SPS. SALVACION SERRANO G.R. No. 145874


LADANGA and AGUSTIN
LADANGA,
Petitioners,
Present :
PANGANIBAN, J., Chairman,
SANDOVAL-GUTIERREZ,
- v e r s u s - CORONA,
CARPIO MORALES and
GARCIA, JJ.

BERNARDO ASENETA,
Respondent. Promulgated :

September 30, 2005

x------------------------------------------x

DECISION
CORONA, J.:

Before us is a petition for review under Rule 45 of the Rules of Court seeking to

reverse and set aside the decision[1] of the Court of Appeals which affirmed the

judgment[2] of Branch 93, Regional Trial Court (RTC), Quezon City.

The facts follow.

Petitioner Salvacion Ladanga and respondent Bernardo Aseneta were

first cousins. They were both reared and educated by their aunt Clemencia

Aseneta. Respondent Bernardo was adopted by Clemencia on June 30, 1961 in

a special proceeding[3] before the then Juvenile and Domestic Relations Court

(JDRC) of Manila.
In her lifetime, Clemencia Aseneta owned several parcels of land in Manila,

Quezon City and Albay from which she derived rentals. Among these properties

was the disputed parcel of land located in Diliman, Quezon City.

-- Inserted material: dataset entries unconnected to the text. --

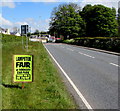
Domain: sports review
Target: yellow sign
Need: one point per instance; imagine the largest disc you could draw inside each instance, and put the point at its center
(22, 66)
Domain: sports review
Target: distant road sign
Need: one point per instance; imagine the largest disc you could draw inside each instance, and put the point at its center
(24, 29)
(22, 67)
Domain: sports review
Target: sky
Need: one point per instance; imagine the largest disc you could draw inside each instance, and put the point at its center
(36, 13)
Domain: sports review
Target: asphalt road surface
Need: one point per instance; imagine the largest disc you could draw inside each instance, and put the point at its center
(95, 74)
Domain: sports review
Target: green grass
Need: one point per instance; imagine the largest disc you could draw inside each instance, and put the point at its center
(46, 92)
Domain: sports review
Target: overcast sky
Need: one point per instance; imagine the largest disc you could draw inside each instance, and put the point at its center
(36, 13)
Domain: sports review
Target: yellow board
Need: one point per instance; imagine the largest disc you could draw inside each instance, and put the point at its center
(22, 67)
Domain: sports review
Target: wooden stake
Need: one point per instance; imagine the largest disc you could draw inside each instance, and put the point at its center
(22, 85)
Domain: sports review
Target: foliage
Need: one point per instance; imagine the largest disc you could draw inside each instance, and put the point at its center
(66, 21)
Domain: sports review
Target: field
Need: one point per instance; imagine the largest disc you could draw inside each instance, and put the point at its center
(47, 91)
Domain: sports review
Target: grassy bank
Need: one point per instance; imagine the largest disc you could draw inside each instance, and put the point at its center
(46, 92)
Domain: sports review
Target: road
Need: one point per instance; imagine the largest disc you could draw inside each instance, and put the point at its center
(95, 74)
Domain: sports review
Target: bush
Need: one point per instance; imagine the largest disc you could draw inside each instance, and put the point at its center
(105, 43)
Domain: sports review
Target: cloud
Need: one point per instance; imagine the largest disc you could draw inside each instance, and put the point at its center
(7, 3)
(44, 0)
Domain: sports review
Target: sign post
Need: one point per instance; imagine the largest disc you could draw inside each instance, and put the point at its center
(22, 67)
(24, 31)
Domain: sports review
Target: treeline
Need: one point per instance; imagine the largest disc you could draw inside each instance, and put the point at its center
(71, 21)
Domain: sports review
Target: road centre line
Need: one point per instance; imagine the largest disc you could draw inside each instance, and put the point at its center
(86, 55)
(70, 49)
(72, 84)
(114, 64)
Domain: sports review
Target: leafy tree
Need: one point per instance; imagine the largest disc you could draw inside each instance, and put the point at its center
(100, 20)
(66, 21)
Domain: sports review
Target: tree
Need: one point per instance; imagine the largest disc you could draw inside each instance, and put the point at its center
(66, 21)
(100, 20)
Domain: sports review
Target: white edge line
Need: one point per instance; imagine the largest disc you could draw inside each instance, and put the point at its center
(114, 64)
(71, 82)
(70, 49)
(86, 55)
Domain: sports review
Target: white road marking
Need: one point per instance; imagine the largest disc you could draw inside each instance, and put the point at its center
(86, 55)
(72, 84)
(114, 64)
(70, 49)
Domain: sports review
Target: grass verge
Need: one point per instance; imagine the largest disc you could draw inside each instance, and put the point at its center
(46, 92)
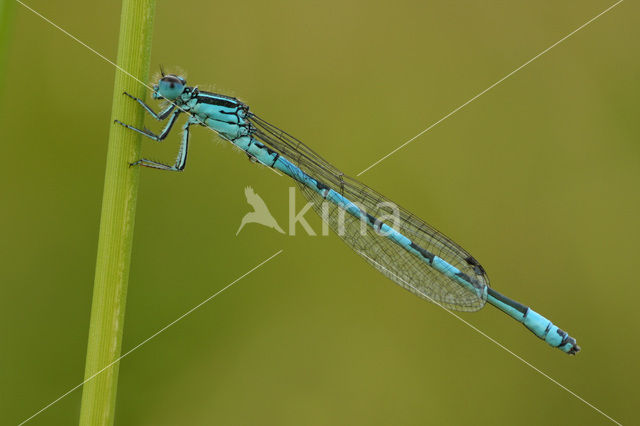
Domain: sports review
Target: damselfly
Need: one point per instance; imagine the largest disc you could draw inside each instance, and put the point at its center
(411, 253)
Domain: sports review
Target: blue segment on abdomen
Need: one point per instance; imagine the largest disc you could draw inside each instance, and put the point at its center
(436, 262)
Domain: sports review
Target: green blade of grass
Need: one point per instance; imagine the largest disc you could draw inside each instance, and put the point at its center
(117, 217)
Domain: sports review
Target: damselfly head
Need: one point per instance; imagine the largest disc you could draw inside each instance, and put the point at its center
(169, 87)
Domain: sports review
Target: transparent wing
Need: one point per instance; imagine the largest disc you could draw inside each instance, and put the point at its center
(401, 266)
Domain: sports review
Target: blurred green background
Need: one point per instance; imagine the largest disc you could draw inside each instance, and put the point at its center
(538, 179)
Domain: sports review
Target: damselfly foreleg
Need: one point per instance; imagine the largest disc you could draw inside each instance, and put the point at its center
(148, 133)
(181, 160)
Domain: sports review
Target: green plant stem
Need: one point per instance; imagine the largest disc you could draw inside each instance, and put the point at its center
(117, 218)
(7, 12)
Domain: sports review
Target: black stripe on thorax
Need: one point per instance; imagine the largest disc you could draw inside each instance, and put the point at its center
(211, 99)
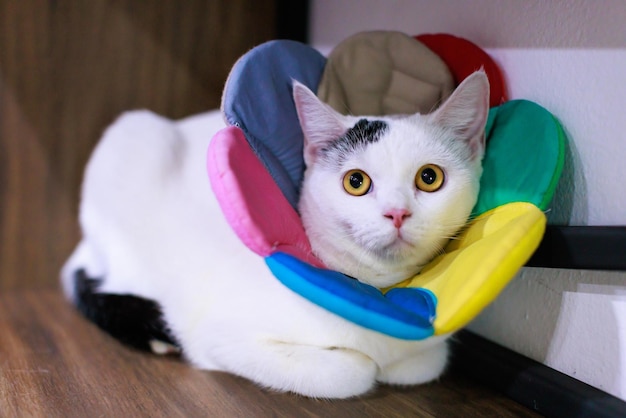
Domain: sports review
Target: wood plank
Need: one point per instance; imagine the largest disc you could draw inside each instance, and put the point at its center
(55, 363)
(67, 69)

Respondent Bernardo alleged that sometime in 1974, Clemencia complained

that she was not receiving the rentals from petitioner spouses to whom she had

entrusted the administration of her properties. Bernardo investigated the

matter. He found out that Clemencia purportedly sold nine parcels of land[4] to

petitioner spouses on April 6, 1974. Among the properties sold was the land in

Diliman, Quezon City covered by TCT No. 5813 (Diliman property). The deed of

sale[5] showed that the land had been sold by Clemencia to petitioner Salvacion

for only P20,000 although the market value stated in the tax declaration

was P134,130. TCT No. 197624 was then issued by the Register of Deeds of

Quezon City to petitioner Salvacion Serrano Ladanga. The consideration for the

eight other properties sold to petitioner spouses on the same day amounted

to P60,200 which was supposedly paid in cash to Clemencia.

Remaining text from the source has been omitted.